I love MLIR. The modularity and friendly abstractions make it incredibly flexible. I've now used it to write _multiple_ domain-specific optimizations and transformations for some of my recent research! It truly bridges the gap between different devices (CPUs, GPUs, TPUs, etc.). I pray more people adopt it so it doesn't end up abandoned!
It’s so hard to get a complete environment up and running. I had a 700-level project that was ripe for MLIR, and I just couldn’t figure out all the tools. I ended up managing with just clang.
Much of MLIR requires compiling from source, from what I can tell, and I just could’ve figure out exactly what to build so that I had access to all of the tool chain from clang to MLIR.

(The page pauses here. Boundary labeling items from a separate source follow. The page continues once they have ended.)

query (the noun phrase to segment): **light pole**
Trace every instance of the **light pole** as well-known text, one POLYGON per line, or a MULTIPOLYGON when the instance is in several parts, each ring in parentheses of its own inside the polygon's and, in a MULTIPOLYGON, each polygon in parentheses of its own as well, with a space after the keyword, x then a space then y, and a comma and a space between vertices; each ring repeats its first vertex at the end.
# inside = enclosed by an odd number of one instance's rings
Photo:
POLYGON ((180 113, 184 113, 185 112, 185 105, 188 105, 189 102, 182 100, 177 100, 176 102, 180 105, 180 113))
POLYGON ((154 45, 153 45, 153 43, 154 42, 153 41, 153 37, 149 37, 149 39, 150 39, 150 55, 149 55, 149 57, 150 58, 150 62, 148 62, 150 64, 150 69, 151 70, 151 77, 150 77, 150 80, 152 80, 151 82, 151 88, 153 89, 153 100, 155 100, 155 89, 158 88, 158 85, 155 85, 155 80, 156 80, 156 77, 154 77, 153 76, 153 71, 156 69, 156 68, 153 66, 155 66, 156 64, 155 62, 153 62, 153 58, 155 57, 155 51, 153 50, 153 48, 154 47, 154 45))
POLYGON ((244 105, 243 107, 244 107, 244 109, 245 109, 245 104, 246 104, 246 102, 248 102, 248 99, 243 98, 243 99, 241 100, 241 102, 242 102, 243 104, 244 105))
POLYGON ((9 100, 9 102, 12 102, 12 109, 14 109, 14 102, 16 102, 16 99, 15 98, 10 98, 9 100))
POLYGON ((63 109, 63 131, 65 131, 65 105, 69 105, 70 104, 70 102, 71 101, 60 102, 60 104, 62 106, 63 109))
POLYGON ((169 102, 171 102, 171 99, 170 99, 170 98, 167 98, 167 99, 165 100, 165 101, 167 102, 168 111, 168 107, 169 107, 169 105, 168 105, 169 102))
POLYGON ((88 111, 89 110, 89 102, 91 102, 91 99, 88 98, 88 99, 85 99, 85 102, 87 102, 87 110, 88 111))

It definitely seems like an active and vibrant community.
Saw the notes about putting distributions together while I was putzing around.
Part of the issue is that I couldn’t find MLIR-specific packages on Ubuntu jammy. Built-from-source was a different version than the packaged LLVM and clang. I couldn’t find a way to get mlir-translate, for example, without compiling from source.
I’m sure I could have figured it out with enough time, but I was short on time. Hopefully graduate with my master’s on Thursday actually.
LLVM IR is just one IR dialect in the MLIR ecosystem, and there are a bunch of (included) higher-level IR dialects that can be transformed (usually, automatically) into the LLVM IR dialect, and from there, the normal LLVM compiler can take over and produce runnable machine code.
Your own languages can target the higher-level IR dialects in MLIR, or directly target the LLVM IR dialect, or both: MLIR is unique in that multiple IR dialects are allowed to be "live" at any time in the compiler, there are no strict "phases" where one IR is lowered, one-shot, into a lower-lever IR, like most compilers require (and compiler books teach).
In the transition, traditional LLVM IR isn’t being left behind. It’s simply a later step in the compilation process. All MLIR is (eventually) translated through LLLVM IR before machine code.
>As I understand it, MLIR is the new subsystem that the LLVM project is transitioning to in the long term, and LLVM IR is the old.
this is very much not a forgone conclusion and many people in LLVM would boo vociferously at the idea (see last year's LLVM US meeting where Johannes Doerfert actually argued the exact opposite - extending LLVM IR to do some/many of the things that MLIR does).
It depends what you mean by "new subsystem" and "transitioning to": what seems like a given is that the notion of "one size fits all" of LLVM IR is behind us and the need to multi-level IR is embraced.
LLVM IR is evolving to accommodate this better, within reason (that is: it stay organized around a pretty well defined core instruction set and type system), and MLIR is just the fully extensible framework beyond this.
It is to be seen if anyone would have the appetite to port LLVM IR (and the LLVM framework) to be a dialect, I think there are challenges for this.
That's something I have thinking about lately. It would be interesting to know if there's any prior work of implementing delimited continuations on MLIR.
I say programs are digraphs and any compiler/compiler-ish library which represents them as serialized textual statements (other than as the final backend output) is just doing it all wrong.